- El Grupo Parlamentario de Unión del Pueblo Leonés (UPL) expresó ayer su “profunda decepción” ante la retirada de la reforma de la Ley de Violencia de Género de Castilla y León, una norma que lleva quince años vigente y que, según los leonesistas, “se ha quedado claramente obsoleta” por la aparición de nuevas formas de violencia y por los cambios sociales y tecnológicos de la última década y media.

Desde UPL consideran que el Partido Popular “ha tenido pocas ganas de actualizar la ley”, señalando que el proceso se ha dilatado más de lo necesario: el proyecto fue registrado en enero por el Consejo de Gobierno, pero no llegó a la fase de ponencia hasta septiembre, cuando —según denuncian— “ya era evidente que no habría tiempo para tramitarlo con garantías”.
A esa falta de ritmo legislativo, los leonesistas suman el peso que Vox ejerce como “socio preferente” del PP en el Ejecutivo autonómico. Según señalan, esta influencia habría frenado la voluntad de impulsar una nueva ley más completa y ajustada a la realidad actual, al tiempo que recuerdan que el proyecto popular, aun siendo una actualización, “era menos garantista que la norma vigente de 2010”.
37 enmiendas para ampliar la protección a las víctimas
Durante los meses de trabajo previo, UPL registró 37 enmiendas con el objetivo de reforzar el texto:
- incorporar la violencia digital, vicaria, de segundo orden, institucional, política y educativa;
- mejorar los recursos de atención, desde casas de acogida hasta protocolos de actuación;
- crear centros de crisis, al menos uno por provincia;
- y ampliar las prestaciones a las que deben tener acceso todas las víctimas.

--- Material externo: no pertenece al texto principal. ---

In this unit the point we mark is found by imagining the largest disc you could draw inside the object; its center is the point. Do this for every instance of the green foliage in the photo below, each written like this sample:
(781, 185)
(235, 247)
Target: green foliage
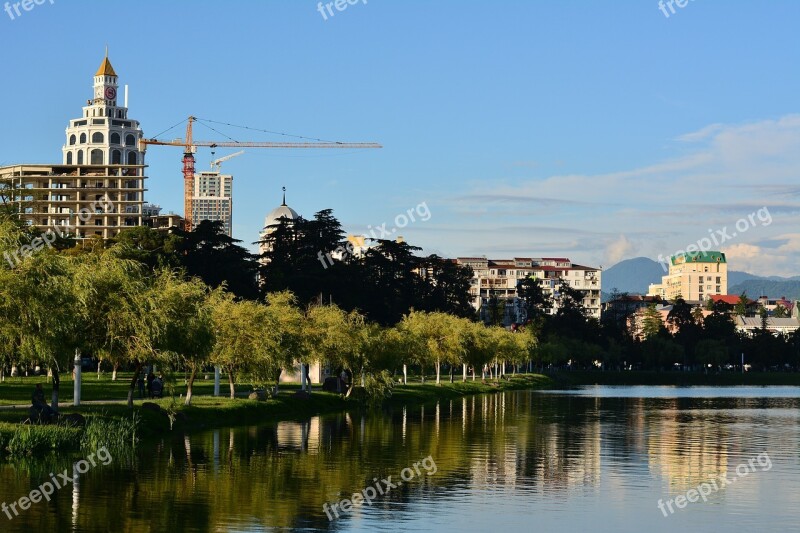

Pese a ello, ninguna de estas propuestas obtuvo el apoyo del PP durante la fase de ponencia. Finalmente, los populares retiraron el proyecto antes de que pudiera llegar al pleno de las Cortes, lo que UPL califica como un “fracaso legislativo”.
Alicia Gallego, secretaria general de UPL, lamentó la “falta de diálogo” del Partido Popular y la ausencia de un consenso que permita avanzar en una ley “esencial para la protección de las mujeres”.
El órdago del PSOE y el bloqueo final
El grupo leonesista también criticó el “órdago” del PSOE, que condicionó su apoyo a que se aceptaran todas sus enmiendas. A juicio de UPL, esta postura llevó el texto a un callejón sin salida, unido al anuncio de Vox de que rechazaría la ley al negar la existencia de la violencia de género.
Todo ello habría servido como “excusa perfecta”, señalan, para que el PP frenara el debate y evitara que la reforma llegara al pleno.
A pesar del desenlace, UPL reafirma su compromiso con una legislación moderna y eficaz que permita combatir todas las formas de violencia contra las mujeres tanto en León como en Castilla.
Una reflexión desde la comarca: cuando la política queda lejos y la vida es aquí
Este nuevo desencuentro político en Valladolid vuelve a alejar a la ciudadanía de un tema tan sensible como urgente. Mientras los grandes partidos se enzarzan en estrategias, en nuestros pueblos la realidad es mucho más directa: los recursos de apoyo son limitados, las distancias pesan y las víctimas necesitan respuestas tangibles.
Porque mientras la política autonómica decide si avanza o no en la protección de las mujeres, en nuestros pueblos seguimos construyendo, desde lo local, espacios más seguros, más vivos y más unidos.